Equities Are Flashing Yellow

In the market update for the week ending September 19 we discussed the big IPO, biggest ever, and the euphoria that ensued. We mentioned that history has not been too kind to that sort of glee. Thursday morning on the CNBC show Fast Money, Melissa Lee asked if it was a coincidence that the S&P 500 made an all-time high on the same day that the IPO started trading, with the implication being to wonder whether markets were in for some sort of large decline.

In terms of possibilities versus probabilities, it would be an amazing coincidence for the high for this cycle to actually be on the day of the IPO, but stock market history suggests that things like the biggest IPO ever occur toward the end of the cycle, and the probability that markets are within a few months of the high for the cycle is pretty good.

That IPO is not an isolated warning sign. For months we’ve been talking about the divergence between large caps (outperforming) and small caps. What is interesting is that more and more people are talking about this yet it continues to persist. Actually it’s getting worse.

Market breadth has also deteriorated. Barron’s cited stats in several spots last week about the average stock in various indexes being down even though the index itself is up, a function of market cap weighting where late in the cycle it is the largest stocks that have historically been the last to rollover.

These indicators are consistent with how the bull market ended in 2000 less so than in 2007.

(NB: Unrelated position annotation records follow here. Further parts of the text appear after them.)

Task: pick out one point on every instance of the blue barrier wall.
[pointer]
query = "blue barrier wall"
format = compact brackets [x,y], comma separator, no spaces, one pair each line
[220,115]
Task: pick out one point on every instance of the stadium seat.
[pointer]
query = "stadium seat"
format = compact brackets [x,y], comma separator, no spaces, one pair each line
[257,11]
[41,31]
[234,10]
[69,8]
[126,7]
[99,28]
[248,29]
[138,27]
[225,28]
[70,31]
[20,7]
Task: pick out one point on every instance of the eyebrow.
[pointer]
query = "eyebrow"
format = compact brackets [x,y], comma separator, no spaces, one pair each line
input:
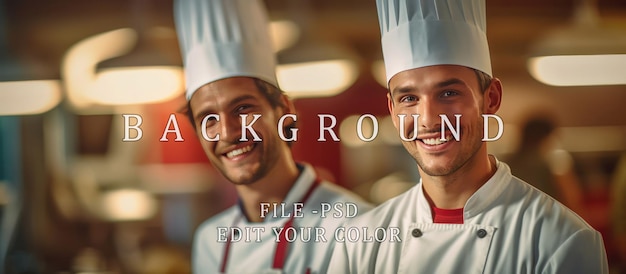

Things that are missing from the bear argument right now include an inverted yield curve and a gross distortion in the sector weightings of the S&P 500.

Whenever the next large decline occurs, I think people will look back at the huge IPO, the divergences that exist and the narrowing leadership and realize in hindsight that a large decline was coming.

The point here is not to make a guess about when to take defensive action but instead to begin to figure out what steps you would take to protect your portfolio, if you would take any steps, and stick to whatever strategy you may have laid out for yourself. My preference is to rely on the 200 day moving average which I have written about hundreds of times.

You may not want to do a whole lot of selling for several reasons including taxes (depending on the account type), transaction costs and the possibility of being wrong. Here, my preference has always been a little bit of selling combined with some exposure to several types of diversifiers (strategies or asset classes that tend to have a low correlation to equities).

It’s always a good time to consider rebalancing trades. Consider the following chart;

9.29.14 Chart 1

Chart from Google Finance

The blue line tracks a stock I follow (the name doesn’t matter for this post) compared to the S&P 500 Index. If you are a long term investor and you use individual stocks you have at least a couple of stocks that have dramatically outperformed the index one way or another over some long period of time.

Obviously this stock has tracked the index with some periods of decent outperformance here and there before blowing up (in a good way) over the last 15 months. The stock you own that has done something similar was bought with some sort of target weight in mind and every once in a while it grows away from that target. Again, if you own individual stocks and hold long term you have some of these, and now might be a good time to reduce those positions. This would also be an easy way to add a defensive tweak without turning the portfolio inside out. Also, this sort of pruning is not a guess about market direction. If you bought this stock with a 4% target weight, it is clearly not 4% anymore. I am unlikely to want to prune a position that has grown to 3.5% from a 3% target but a move as huge as the one on the chart probably is worth pruning.

Yes, this is an elemental concept, but how often do investors stray from the basics? Yeah, pretty often.